Tracking Shots


Expanded from his student short, Jonathan Kesselman’s first feature conflates two particular Jewish American mindsets—the longing for a superhero savior and the alienation experienced at Christmastime. The result is explicit, if less than hilarious. The Hebrew Hammer lacks the edge of Adam Sandler’s “Chanukah Song,” although as anti-seasonal fare, it would make a suitably unbearable double bill with Terry Zwigoff’s Bad Santa.
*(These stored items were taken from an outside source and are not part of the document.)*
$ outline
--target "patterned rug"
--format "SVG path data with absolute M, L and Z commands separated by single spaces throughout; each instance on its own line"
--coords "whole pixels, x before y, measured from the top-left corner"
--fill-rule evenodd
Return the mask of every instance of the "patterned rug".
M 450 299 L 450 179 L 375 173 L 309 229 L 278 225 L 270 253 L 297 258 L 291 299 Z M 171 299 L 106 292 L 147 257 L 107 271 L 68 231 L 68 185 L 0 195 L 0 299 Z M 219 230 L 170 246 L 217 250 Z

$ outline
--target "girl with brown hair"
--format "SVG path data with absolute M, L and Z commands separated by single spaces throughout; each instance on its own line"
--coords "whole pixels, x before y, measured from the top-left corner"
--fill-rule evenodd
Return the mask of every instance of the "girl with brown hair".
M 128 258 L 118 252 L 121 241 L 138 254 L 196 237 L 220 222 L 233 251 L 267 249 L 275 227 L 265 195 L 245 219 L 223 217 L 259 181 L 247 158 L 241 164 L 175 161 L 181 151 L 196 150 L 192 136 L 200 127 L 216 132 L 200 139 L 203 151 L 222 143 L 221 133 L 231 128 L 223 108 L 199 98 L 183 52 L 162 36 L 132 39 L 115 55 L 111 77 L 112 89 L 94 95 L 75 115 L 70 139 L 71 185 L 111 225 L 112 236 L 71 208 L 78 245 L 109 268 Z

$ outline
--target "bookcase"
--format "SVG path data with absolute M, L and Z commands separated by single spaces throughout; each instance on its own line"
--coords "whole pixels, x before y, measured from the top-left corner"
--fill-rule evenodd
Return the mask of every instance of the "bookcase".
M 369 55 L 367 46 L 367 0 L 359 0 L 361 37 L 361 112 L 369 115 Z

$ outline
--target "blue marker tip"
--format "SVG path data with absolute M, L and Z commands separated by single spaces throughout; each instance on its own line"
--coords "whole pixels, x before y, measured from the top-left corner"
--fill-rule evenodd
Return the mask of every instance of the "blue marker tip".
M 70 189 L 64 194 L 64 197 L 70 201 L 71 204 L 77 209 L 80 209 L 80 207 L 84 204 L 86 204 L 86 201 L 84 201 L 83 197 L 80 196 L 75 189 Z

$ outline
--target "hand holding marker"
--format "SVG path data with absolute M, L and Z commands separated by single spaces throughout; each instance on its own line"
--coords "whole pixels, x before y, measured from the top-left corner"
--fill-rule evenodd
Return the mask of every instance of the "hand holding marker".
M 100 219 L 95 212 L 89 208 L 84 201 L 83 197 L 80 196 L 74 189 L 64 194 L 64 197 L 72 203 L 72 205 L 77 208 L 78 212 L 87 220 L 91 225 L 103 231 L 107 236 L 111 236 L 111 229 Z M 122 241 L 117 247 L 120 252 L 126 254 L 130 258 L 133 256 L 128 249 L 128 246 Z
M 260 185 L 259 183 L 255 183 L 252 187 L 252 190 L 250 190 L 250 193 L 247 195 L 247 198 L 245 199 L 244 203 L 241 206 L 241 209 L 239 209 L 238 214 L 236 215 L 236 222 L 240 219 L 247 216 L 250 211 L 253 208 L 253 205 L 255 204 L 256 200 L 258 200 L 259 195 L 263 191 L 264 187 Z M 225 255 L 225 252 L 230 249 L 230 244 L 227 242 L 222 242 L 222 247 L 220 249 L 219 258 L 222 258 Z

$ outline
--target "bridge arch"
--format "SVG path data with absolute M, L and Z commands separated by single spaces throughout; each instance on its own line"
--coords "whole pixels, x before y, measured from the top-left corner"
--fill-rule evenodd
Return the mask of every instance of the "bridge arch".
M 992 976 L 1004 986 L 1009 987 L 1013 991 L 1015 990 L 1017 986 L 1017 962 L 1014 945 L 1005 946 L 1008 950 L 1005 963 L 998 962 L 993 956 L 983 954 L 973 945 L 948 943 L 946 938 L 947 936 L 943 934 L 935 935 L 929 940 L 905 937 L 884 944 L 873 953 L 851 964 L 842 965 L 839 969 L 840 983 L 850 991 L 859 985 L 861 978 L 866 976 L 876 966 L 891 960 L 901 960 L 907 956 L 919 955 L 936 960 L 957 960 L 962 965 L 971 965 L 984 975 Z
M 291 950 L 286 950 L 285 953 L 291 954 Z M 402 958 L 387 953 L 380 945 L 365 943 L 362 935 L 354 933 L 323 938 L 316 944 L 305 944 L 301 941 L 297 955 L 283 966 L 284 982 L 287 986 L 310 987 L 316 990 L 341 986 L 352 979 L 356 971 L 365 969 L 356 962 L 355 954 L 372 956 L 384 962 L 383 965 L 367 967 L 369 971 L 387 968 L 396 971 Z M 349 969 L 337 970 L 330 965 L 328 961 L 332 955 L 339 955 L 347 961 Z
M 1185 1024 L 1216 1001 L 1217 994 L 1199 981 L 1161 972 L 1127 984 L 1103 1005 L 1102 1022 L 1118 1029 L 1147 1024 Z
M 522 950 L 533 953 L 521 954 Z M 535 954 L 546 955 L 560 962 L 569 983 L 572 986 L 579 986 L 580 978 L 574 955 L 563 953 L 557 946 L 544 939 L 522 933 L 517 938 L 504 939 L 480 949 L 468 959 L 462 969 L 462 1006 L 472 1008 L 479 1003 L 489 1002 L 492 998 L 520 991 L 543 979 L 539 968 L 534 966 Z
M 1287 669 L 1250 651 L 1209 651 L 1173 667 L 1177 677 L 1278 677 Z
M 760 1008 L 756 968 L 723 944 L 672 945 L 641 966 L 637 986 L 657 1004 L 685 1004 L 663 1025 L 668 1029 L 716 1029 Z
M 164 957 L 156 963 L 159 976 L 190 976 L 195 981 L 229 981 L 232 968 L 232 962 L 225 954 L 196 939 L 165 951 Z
Santa, or rather his son Santa Damian (Andy Dick), is worse than bad. He’s an anti-Semite who stomps on a child’s dreidel, floods Jewish neighborhoods with bootleg tapes of It’s a Wonderful Life, and plots to destroy Chanukah. Defending the tribe against this “putz at the North Pole” is the Hebrew Hammer, private detective Mordechai Jefferson Carver (stoically played by Adam Goldberg). A “certified circumcised dick” whose favored kippah is an extra-wide-brimmed fedora, the Hammer strides with Shaftian sureness through his Borough Park ‘hood and later, in another Jewish fantasy, joins forces with the Kwanzaa Liberation Front. Superfly Humbug? Curmudgeons may imagine watching this movie in the company of Spike Lee. There’s even a cameo by Ed Koch.